Like all folk music, including Cajun and zydeco, Calentano is handed down to generation after generation and learned by ear. Also, Reynoso, like many Cajun and zydeco musicians, he did not read or write music. Reynoso died in 2007.

"But he had over 500 tunes in his head that Paul Anastasio transcribed," Pilione says. "But there are other players of the tradition that can read music that were actually musically trained and there are compositions that were written there were these wonderful composers in the 30s, 40s, 50s and Juan Reynoso himself composed several pieces. He composed them, they were in his head, but they weren't written down until Paul came along.

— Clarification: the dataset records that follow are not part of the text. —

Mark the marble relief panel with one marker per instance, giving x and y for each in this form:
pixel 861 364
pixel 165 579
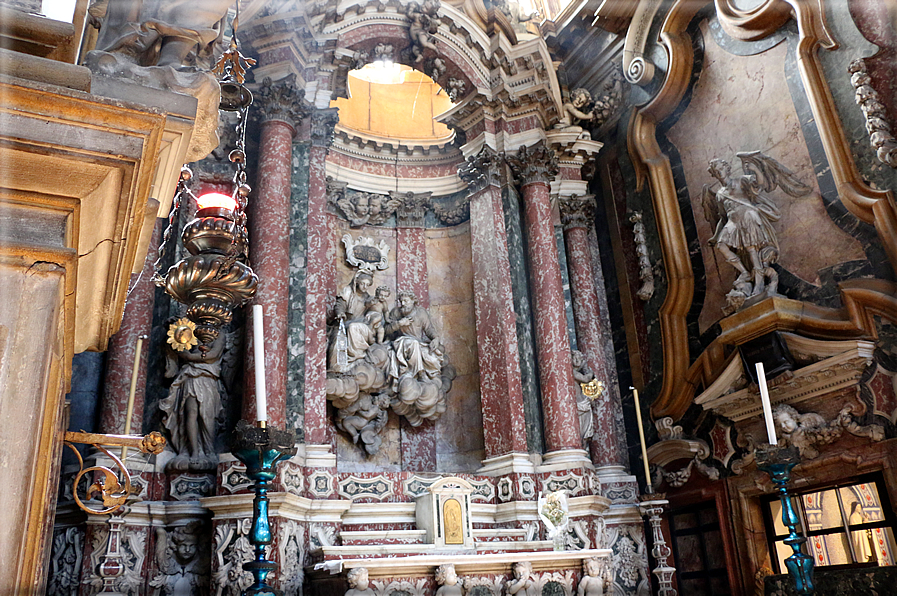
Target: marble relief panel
pixel 743 103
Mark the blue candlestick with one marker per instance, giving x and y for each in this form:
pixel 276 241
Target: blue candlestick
pixel 778 463
pixel 261 449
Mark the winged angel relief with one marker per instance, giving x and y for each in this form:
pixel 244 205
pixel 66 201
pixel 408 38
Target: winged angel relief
pixel 742 216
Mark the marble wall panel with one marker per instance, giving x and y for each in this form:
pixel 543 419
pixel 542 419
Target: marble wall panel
pixel 743 103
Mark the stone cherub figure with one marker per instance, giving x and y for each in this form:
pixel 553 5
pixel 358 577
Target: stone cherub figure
pixel 595 578
pixel 742 215
pixel 359 584
pixel 448 581
pixel 522 583
pixel 183 566
pixel 194 401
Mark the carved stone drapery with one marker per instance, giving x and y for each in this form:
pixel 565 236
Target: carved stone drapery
pixel 282 101
pixel 537 163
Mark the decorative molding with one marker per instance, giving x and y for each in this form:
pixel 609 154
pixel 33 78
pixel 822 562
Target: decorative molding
pixel 537 163
pixel 379 487
pixel 234 478
pixel 192 487
pixel 871 206
pixel 320 484
pixel 877 124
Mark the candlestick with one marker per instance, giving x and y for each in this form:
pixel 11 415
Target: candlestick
pixel 767 407
pixel 261 398
pixel 130 411
pixel 641 436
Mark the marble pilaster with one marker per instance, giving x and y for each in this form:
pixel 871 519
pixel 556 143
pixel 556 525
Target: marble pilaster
pixel 137 321
pixel 577 215
pixel 320 282
pixel 269 224
pixel 534 168
pixel 418 443
pixel 504 425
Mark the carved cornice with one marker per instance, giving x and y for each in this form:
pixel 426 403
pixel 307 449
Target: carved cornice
pixel 281 101
pixel 577 211
pixel 481 170
pixel 322 124
pixel 412 208
pixel 651 163
pixel 538 163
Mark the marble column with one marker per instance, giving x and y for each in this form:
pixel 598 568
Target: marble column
pixel 281 110
pixel 320 283
pixel 418 442
pixel 577 216
pixel 504 426
pixel 534 168
pixel 137 321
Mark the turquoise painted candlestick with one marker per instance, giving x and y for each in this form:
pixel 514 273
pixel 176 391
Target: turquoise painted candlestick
pixel 778 463
pixel 261 449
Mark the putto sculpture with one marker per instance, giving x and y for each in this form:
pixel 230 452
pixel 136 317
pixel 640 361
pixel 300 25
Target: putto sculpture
pixel 742 215
pixel 381 357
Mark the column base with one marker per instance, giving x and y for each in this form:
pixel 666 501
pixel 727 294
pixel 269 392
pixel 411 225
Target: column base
pixel 319 456
pixel 509 463
pixel 565 459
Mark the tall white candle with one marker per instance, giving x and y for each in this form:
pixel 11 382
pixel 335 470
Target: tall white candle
pixel 767 407
pixel 258 334
pixel 641 436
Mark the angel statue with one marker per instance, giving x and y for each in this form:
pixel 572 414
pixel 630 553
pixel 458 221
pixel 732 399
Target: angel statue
pixel 742 215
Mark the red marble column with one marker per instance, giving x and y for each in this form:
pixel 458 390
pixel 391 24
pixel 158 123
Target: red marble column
pixel 504 425
pixel 137 321
pixel 535 167
pixel 577 215
pixel 418 442
pixel 319 282
pixel 269 239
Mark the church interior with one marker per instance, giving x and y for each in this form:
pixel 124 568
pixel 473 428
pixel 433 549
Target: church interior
pixel 448 297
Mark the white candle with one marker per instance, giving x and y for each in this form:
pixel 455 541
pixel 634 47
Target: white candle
pixel 641 436
pixel 258 331
pixel 767 407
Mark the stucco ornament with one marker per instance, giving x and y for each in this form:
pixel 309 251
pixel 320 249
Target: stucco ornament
pixel 742 216
pixel 381 357
pixel 165 44
pixel 555 514
pixel 809 431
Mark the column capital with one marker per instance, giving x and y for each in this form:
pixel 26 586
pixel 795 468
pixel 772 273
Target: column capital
pixel 577 211
pixel 481 170
pixel 282 101
pixel 537 163
pixel 323 122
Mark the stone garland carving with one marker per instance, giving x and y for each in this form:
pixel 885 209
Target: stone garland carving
pixel 810 430
pixel 291 572
pixel 597 579
pixel 645 269
pixel 447 578
pixel 232 549
pixel 425 22
pixel 877 125
pixel 190 412
pixel 359 584
pixel 183 565
pixel 381 358
pixel 65 562
pixel 742 215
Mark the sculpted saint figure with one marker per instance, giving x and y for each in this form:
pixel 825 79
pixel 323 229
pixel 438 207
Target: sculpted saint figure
pixel 742 216
pixel 193 403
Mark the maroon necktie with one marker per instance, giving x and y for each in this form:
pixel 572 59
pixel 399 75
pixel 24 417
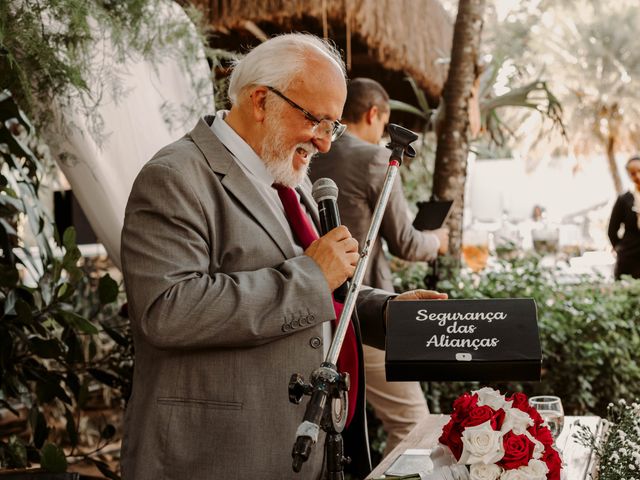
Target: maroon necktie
pixel 306 234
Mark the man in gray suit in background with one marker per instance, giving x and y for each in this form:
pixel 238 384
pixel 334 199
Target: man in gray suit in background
pixel 358 166
pixel 226 297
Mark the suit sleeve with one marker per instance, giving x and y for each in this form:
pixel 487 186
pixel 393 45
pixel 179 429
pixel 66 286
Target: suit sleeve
pixel 616 219
pixel 176 303
pixel 396 228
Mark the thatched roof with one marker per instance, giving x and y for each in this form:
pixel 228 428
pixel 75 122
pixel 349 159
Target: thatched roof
pixel 402 35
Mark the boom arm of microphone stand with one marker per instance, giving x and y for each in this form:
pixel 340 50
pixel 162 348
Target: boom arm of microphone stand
pixel 308 429
pixel 399 145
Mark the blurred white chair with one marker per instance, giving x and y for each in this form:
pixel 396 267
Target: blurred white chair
pixel 149 106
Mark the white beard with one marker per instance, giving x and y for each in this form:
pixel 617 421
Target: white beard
pixel 278 162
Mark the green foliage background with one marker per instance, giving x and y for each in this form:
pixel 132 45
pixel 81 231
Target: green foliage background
pixel 589 331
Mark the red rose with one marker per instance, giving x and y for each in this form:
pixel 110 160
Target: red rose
pixel 518 450
pixel 452 438
pixel 519 401
pixel 477 416
pixel 542 434
pixel 552 458
pixel 462 405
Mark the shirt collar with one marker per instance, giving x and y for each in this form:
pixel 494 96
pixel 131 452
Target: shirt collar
pixel 243 153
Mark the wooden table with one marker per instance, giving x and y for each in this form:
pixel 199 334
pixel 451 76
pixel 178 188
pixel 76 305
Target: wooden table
pixel 578 460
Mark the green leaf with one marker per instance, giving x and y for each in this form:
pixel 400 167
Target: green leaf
pixel 73 382
pixel 8 275
pixel 69 239
pixel 78 322
pixel 108 432
pixel 23 311
pixel 64 291
pixel 104 469
pixel 38 427
pixel 52 459
pixel 75 353
pixel 422 98
pixel 10 303
pixel 105 377
pixel 107 289
pixel 84 393
pixel 71 427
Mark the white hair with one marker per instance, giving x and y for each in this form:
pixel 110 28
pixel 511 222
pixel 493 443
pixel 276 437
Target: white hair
pixel 277 61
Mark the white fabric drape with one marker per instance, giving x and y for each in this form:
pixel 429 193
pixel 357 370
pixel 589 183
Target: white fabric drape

"It's also dance music. They have very many different styles within the style," she says. "Like Cajun music, we have two-steps, waltzes, maybe a one-step," and other types, she says. Likewise, in the Mexican tradition of Tierra Caliente, "they have many, many styles within the style, styles of which are popular throughout Mexico, like boleros.
"But there are certain ones specific to Tierra Caliente that were written by composers from Caliente," Pilione says, such as the Tango, "that's largely Argentinean, but people from Tierra Caliente wrote their own tangos."

Of course, there's also a lot of crossover resulting from travel and visiting musicians. For instance Reynoso spent time in Mexico City where he was exposed to other types of regional music.

"So, that influenced him," Pilione says. "Like, I guess, Cajuns listening to the Grand Ol' Opry and getting the influence of Western Swing."

Pilione spent time in Mexico herself and saw other similarities in the cultures in her travels.

"It's very hot, a hot climate. Lots of horrible insects. Wonderful, spicy, fabulous food," she says. "The people, once you get to know them, would give you the shirt off their back."